Wir fordern eine ‘lex Nietsche’.
De wet op het auteursrecht reserveert het recht van de auteur op zijn werk nog een aantal jaren na de dood van de schrijver voor zijn erfgenamen. Dan komt zijn werk vrij. Dikwijls is er echter van de auteur nog heel wat meer dan een aantal kontrakten en rechten op uitgegeven werk in handen van de erfgenamen: onuitgegeven werk, briefwisseling, notities, allerlei dat het beeld dat we ons van de schrijver vormen nog belangrijk zou kunnen kompleteren. Er is geen wet die de erfgenamen kan dwingen ook dit uit handen te geven. In ‘Die literarische Welt’ van 19 Julie '29 maakt Willy Haas zich ernstig ongerust over de nalatenschap van Nietsche. Hij meent dat er reden voor is om te veronderstellen, dat door de bestuurders van het Nietsche-archief te Weimar belangrijke dokumenten betreffende Nietsche worden achtergehouden en blijvend zullen achtergehouden worden. De schrijver wil nu, dat er evenals indertijd tegen de wensen van Wagner's erfgenamen een afzonderlike wet is aangenomen om Parzival te bevrijden uit Bayreuth, het ook geëist mag worden een afzonderlike wet uit te vaardigen om de nalatenschap van Nietsche te bevrijden.

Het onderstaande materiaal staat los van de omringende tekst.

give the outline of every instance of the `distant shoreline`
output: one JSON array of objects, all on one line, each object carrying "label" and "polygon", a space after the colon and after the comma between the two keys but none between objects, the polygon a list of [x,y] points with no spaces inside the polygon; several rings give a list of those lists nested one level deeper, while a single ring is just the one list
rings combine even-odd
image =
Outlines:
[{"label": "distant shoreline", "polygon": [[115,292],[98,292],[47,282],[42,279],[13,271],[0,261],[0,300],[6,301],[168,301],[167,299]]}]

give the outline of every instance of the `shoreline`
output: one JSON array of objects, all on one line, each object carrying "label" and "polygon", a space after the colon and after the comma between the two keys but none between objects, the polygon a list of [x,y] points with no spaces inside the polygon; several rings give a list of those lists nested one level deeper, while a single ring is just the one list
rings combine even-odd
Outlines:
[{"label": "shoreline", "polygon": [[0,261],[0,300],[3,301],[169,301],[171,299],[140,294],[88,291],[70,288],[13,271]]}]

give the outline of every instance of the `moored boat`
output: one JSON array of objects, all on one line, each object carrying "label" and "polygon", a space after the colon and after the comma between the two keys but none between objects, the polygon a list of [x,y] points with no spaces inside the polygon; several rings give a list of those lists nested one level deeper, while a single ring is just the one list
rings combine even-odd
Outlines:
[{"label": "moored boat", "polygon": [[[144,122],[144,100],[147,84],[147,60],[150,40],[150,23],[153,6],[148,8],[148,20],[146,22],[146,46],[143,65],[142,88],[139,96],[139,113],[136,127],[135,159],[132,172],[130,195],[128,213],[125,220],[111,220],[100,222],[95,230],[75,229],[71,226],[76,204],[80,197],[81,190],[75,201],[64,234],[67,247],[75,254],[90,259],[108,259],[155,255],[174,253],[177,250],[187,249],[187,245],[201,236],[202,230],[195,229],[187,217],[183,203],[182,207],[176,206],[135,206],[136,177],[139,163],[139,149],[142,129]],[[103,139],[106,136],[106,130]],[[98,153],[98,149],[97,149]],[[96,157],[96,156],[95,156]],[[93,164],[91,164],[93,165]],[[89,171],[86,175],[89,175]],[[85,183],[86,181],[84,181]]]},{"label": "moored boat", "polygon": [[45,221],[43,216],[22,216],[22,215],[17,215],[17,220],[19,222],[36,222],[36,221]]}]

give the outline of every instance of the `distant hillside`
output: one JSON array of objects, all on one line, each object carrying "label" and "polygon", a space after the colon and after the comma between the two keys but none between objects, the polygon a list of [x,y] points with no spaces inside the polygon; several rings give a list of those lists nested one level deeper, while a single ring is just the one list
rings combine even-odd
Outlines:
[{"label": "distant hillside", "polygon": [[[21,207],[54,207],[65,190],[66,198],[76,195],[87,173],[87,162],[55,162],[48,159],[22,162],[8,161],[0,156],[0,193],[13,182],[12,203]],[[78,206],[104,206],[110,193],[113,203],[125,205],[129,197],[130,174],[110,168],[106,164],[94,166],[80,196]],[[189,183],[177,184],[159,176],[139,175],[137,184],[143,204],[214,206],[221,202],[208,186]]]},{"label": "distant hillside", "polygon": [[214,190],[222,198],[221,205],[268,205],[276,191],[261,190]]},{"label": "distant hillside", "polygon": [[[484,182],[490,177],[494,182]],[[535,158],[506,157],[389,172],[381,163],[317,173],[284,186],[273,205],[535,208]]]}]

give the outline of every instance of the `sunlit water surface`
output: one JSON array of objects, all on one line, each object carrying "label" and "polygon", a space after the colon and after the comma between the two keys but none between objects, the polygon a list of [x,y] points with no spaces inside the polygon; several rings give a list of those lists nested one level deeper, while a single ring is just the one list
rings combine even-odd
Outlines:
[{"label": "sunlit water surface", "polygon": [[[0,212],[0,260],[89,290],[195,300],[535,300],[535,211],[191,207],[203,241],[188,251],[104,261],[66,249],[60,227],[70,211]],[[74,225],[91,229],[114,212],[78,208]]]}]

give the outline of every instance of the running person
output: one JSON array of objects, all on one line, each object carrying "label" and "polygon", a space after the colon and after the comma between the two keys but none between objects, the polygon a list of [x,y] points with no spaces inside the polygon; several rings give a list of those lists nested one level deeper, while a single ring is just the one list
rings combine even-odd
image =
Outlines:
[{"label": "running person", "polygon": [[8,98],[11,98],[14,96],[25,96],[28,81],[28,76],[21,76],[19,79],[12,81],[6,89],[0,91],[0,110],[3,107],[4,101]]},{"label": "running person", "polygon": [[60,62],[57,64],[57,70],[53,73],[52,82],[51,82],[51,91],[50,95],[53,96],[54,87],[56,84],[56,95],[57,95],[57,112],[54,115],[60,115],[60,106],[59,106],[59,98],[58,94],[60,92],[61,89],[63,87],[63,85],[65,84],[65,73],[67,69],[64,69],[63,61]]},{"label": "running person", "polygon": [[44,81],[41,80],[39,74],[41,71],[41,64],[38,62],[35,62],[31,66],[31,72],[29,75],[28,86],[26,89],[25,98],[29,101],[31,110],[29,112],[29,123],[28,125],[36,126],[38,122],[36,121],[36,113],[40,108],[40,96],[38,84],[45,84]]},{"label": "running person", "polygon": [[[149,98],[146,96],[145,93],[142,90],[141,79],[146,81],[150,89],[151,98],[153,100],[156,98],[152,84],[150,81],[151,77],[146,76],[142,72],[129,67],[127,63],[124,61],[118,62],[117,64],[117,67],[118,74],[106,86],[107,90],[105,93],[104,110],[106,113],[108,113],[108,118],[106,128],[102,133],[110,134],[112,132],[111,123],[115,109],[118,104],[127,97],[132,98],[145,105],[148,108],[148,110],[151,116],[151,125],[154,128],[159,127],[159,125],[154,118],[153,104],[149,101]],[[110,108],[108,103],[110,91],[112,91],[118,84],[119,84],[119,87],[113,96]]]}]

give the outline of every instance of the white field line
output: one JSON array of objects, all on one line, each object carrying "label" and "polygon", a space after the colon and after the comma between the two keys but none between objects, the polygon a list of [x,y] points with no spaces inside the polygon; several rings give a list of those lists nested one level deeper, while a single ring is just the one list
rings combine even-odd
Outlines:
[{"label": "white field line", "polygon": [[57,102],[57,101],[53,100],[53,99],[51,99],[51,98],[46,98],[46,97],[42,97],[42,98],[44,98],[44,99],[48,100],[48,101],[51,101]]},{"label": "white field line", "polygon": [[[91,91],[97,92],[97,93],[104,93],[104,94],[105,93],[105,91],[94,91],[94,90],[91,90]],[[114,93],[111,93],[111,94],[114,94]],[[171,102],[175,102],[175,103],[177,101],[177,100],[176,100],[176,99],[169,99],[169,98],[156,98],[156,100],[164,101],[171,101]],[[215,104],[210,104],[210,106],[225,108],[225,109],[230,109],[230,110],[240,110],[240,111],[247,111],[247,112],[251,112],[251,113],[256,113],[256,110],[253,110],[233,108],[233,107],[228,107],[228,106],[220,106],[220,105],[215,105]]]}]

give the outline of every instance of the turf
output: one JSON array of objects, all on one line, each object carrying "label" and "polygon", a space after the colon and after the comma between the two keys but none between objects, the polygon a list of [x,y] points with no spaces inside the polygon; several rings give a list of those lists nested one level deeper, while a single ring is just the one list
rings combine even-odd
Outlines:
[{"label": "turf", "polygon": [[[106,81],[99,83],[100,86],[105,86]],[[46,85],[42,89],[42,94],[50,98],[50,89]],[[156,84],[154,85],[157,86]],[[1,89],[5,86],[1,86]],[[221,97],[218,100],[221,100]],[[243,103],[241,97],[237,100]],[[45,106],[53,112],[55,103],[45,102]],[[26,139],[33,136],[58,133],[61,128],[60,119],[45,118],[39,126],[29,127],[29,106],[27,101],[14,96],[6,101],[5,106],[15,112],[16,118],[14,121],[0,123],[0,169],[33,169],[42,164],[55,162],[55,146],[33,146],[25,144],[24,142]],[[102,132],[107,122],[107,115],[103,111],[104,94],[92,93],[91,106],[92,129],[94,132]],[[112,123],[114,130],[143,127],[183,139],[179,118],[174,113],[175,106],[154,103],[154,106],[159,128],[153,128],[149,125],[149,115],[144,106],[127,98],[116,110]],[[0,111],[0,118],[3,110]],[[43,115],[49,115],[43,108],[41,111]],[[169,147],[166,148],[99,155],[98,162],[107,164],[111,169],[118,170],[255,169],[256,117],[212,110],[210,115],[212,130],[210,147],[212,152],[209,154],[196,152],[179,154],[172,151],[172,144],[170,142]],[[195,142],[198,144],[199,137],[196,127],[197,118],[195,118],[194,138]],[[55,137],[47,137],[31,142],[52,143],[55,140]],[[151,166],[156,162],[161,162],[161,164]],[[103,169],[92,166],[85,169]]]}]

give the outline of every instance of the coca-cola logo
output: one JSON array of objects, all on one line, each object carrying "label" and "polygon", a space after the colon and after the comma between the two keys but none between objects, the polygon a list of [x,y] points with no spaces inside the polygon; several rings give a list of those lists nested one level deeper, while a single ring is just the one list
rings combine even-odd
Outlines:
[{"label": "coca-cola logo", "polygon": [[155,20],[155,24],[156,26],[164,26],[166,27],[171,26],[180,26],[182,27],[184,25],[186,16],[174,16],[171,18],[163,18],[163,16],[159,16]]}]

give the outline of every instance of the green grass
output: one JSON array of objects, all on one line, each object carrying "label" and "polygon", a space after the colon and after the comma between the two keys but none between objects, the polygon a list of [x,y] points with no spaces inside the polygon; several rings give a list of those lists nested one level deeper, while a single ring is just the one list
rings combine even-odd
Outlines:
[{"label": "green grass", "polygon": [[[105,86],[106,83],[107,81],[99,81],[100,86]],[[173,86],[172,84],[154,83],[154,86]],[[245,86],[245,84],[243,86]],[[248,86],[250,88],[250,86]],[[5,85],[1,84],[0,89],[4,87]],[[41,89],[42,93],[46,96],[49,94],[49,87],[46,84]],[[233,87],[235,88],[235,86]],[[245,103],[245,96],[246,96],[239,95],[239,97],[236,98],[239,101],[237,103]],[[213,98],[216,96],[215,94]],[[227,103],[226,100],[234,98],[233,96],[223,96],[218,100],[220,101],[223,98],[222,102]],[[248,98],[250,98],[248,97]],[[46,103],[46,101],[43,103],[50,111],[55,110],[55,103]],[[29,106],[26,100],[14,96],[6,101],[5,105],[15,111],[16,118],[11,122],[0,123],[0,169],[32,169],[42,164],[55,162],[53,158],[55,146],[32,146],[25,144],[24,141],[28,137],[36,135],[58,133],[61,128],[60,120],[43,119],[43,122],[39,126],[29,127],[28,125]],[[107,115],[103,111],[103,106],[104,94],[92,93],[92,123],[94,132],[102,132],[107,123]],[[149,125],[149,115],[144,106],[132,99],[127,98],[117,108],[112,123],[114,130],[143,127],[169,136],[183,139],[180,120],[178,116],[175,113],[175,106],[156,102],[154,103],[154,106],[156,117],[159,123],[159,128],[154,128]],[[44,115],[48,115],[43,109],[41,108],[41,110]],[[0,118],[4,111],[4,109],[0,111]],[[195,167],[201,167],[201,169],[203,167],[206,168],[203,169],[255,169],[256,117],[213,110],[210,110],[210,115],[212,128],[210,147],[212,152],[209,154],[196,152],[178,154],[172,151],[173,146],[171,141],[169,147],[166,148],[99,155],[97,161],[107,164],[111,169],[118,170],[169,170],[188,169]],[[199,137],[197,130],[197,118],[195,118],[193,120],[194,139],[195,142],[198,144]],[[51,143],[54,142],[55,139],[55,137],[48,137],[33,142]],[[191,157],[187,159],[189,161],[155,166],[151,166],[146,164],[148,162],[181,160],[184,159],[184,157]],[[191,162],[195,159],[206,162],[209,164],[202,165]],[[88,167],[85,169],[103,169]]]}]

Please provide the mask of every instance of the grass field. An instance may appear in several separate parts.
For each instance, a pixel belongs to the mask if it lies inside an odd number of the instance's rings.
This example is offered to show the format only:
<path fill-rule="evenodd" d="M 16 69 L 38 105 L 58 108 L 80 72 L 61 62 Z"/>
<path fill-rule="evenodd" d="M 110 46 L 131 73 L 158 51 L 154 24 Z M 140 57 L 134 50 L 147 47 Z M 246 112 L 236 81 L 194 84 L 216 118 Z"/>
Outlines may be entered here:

Deze zaak is van algemeen auteursbelang. Hoe dikwijls gebeurt het niet, dat de nalatenschap van een schrijver in handen komt van een erfgenaam, die uit een geheel andere geest is dan de schrijver zelf. Hoe dikwijls zal de eigenaar van de nalatenschap niet menen dat de uitgave van het geërfde gevaarlik is voor de maatschappij voor de zeden of de goede orde. Kan hij dit echter beoordelen? Handelt hij niet tegen de wil van de dode? Of door verkeerd inzicht tegen het belang van de maatschappij die hij meent te dienen. Is er aan de andere kant ook niet het gevaar, dat een erfgenaam maar raak publiceert en door het uitgeven van al wat hij vindt levende personen in hun eer aantast, gedekt door de naam van de dode? De erfgenamen van Nietsche schijnen werk van Nietsche achter te willen houden onder het motief, dat dit dateert uit zijn waanzinperiode. Kunnen zij dit beoordelen? Willy Haas meent, dat de kerk er zeer slecht afkomt in de bewuste nalatenschap en dat dit voor de erfgenamen een reden is om het tot 't werk van een waanzinnige te rekenen. Hij zag gaarne een kommissie benoemd, die de nalatenschap te onderzoeken kreeg en het recht ontving te onderzoeken, wat van dit partikulier bezit aan de gemeenschap toehoort. Is een algemene regeling noodzakelik? Er is al zoveel verloren gegaan. Van wetgeving en officiële kommissies is op dit gebied ook niet zoveel heil te wachten; het is een tere materie; een kommissie die een dergelike opdracht krijgt moet deskundig zijn, de schrijver en zijn werk verstaan, en tegelijk de takt en het verantwoordelikheidsgevoel bezitten die een dergelijke taak eist.